ALMOST FAMOUS: Can't be forgotten soon enough
“Almost Famous”, the 2000 American film written and directed by Cameron Crowe, is a delightful coming-of-age story, a mirthful look at young love and an ode to rock n’ roll. The new Broadway musical, all-too literally based on the movie, is none of the above. Instead, it is a static reproduction of the movie screenplay weighed down by a lifeless, non-original, Broadway-bland, ballad score.
That’s both disappointing and surprising, given the sophisticated talent involved. Crowe didn’t so much write the book and lyrics for this musical version (nor did he adapt), as much as simply transfer not only the story (partly semi-autobiographical) but also much of the dialogue almost scene-by-scene. What’s more, the screenplay dialogue is often used as song lyric. That leaves director Jeremy Herrin without much creative latitude and constrains composer Tom Kitt, who, having won the Tony and Pultzer for “Next to Normal”, is capable of more original fare. Lessons not applied here: screenplays (and the excellent one for “Almost Famous” won Crowe the Oscar for Best Original Screenplay) are different from books for musicals, and film editing (and the movie was nominated for an Oscar for that, too) isn’t proscriptive of live staging. The result? “Almost Famous”, the stage musical, plods from scene to scene.
To compound matters, Kitt’s score is a seemingly endless succession of over two dozen songs that are a mush of folk/rock/pop ballad, the kind that makes many new Broadway musicals indiscernible from the others The few respites are: one memorable number in the first act, called “New Friends”; a few truncated covers of some (real) rock hits; and, some recognizable melodic riffs here and there (Kitt uses some chords of Led Zeppelin’s “Stairway to Heaven” to open one of the forgettable numbers). The bar is so low, the highpoint of the show is a soft-pop ensemble rendition of Elton John’s treacly “Tiny Dancer” to close Act 1.

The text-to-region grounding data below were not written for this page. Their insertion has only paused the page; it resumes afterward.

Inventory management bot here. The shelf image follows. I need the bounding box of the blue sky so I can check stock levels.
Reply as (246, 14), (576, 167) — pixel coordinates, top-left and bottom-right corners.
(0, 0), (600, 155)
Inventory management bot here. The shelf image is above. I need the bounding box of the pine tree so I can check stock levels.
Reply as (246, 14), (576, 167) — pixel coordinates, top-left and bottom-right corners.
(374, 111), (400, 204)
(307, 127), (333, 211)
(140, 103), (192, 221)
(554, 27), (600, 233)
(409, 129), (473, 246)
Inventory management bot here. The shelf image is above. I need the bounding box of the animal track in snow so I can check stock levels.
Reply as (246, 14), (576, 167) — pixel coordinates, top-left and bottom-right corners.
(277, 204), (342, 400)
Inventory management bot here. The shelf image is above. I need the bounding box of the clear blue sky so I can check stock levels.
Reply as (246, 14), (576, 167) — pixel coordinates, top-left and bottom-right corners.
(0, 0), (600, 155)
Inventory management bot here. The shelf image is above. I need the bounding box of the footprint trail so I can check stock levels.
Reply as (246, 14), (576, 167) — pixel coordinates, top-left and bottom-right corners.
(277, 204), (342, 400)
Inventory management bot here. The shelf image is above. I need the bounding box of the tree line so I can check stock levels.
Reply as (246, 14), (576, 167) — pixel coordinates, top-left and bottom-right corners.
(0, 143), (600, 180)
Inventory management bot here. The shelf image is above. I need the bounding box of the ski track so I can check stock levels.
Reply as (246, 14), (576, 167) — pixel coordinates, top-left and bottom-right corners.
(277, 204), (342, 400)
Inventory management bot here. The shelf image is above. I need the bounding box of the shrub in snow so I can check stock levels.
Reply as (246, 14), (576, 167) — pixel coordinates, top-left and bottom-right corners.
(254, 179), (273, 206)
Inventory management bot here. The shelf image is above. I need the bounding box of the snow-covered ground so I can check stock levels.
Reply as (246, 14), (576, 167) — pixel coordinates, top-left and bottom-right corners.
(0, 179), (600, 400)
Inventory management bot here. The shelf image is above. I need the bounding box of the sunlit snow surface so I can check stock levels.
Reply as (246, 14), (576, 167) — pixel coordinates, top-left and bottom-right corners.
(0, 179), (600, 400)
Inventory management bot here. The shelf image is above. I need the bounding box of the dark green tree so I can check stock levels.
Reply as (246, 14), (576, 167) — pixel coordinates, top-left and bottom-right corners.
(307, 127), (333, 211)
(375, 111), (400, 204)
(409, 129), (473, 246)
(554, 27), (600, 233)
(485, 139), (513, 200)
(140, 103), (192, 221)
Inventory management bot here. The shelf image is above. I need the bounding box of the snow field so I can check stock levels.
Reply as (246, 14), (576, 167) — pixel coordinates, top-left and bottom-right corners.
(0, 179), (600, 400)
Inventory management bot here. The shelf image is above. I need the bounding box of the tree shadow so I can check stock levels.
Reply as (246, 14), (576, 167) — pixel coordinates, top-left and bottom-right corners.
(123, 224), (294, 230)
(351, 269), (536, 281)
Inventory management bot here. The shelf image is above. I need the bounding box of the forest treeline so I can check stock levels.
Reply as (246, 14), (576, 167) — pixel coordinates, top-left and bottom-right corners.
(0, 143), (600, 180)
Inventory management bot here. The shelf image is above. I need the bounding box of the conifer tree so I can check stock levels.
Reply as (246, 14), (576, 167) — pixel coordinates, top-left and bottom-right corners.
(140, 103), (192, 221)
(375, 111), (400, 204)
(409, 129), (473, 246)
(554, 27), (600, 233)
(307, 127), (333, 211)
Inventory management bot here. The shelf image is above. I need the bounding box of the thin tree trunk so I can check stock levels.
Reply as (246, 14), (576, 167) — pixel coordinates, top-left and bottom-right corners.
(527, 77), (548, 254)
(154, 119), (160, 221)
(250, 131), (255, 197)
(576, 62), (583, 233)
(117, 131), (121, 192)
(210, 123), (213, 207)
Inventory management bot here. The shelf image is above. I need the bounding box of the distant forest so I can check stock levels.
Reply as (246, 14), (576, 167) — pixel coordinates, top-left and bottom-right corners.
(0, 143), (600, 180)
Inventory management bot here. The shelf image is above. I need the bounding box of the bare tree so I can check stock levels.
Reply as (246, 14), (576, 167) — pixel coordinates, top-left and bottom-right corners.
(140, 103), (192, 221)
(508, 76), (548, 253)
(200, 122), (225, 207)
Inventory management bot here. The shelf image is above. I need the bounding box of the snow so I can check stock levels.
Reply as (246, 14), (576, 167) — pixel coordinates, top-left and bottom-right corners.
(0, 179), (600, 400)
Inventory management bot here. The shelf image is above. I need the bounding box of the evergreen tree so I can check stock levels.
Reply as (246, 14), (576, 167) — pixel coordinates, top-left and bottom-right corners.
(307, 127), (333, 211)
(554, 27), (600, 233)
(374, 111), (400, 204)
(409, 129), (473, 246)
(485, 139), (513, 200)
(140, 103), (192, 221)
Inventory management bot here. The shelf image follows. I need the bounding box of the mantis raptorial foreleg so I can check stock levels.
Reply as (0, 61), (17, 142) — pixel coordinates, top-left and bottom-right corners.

The performers all sing adequately and then some, but the roles they play are devoid of any personality in the wooden staging and cluttered score. Too bad, because Crowe’s original characters are appealing, complex and idiosyncratic, an engaging roster of personalities that populated the rock scene in the late Sixties/ early Seventies. William Miller (Casey Likes) is a 15 year old nerd but rock music savant, who gets hired by Rolling Stone to cover a rock group called Stillwater on national tour. His mother Elaine (Anika Larsen) frets the whole show (“don’t do drugs”). Along the way. William is befriended by a cynical, done-it-all-seen-it-all rock journalist Lester Bangs (Rob Colletti) and is welcomed as one of the band (even though as press he’s “the enemy'') by Stillwater guitar lead and heartthrob Russell Hammond (Chris Wood). Russell is having an affair with teenage fan Penny Lane (Solea Pfeiffer) who, naturally, William becomes smitten with. He gets devirginized by three of Penny's girlfiend Band-Aids (“not groupies”). In the end, William’s article makes the Stone cover, and he learns a lot of life lessons
Choreography is credited to Sarah O’Gleby, but there’s little dance, and the stage movement is listless enough so as to conjure a (really) stoned company of “Hair” on a very tired road tour. The costumes yank every hippie cliche couture out of the Hollywood closet. Just stream the movie from Netflix.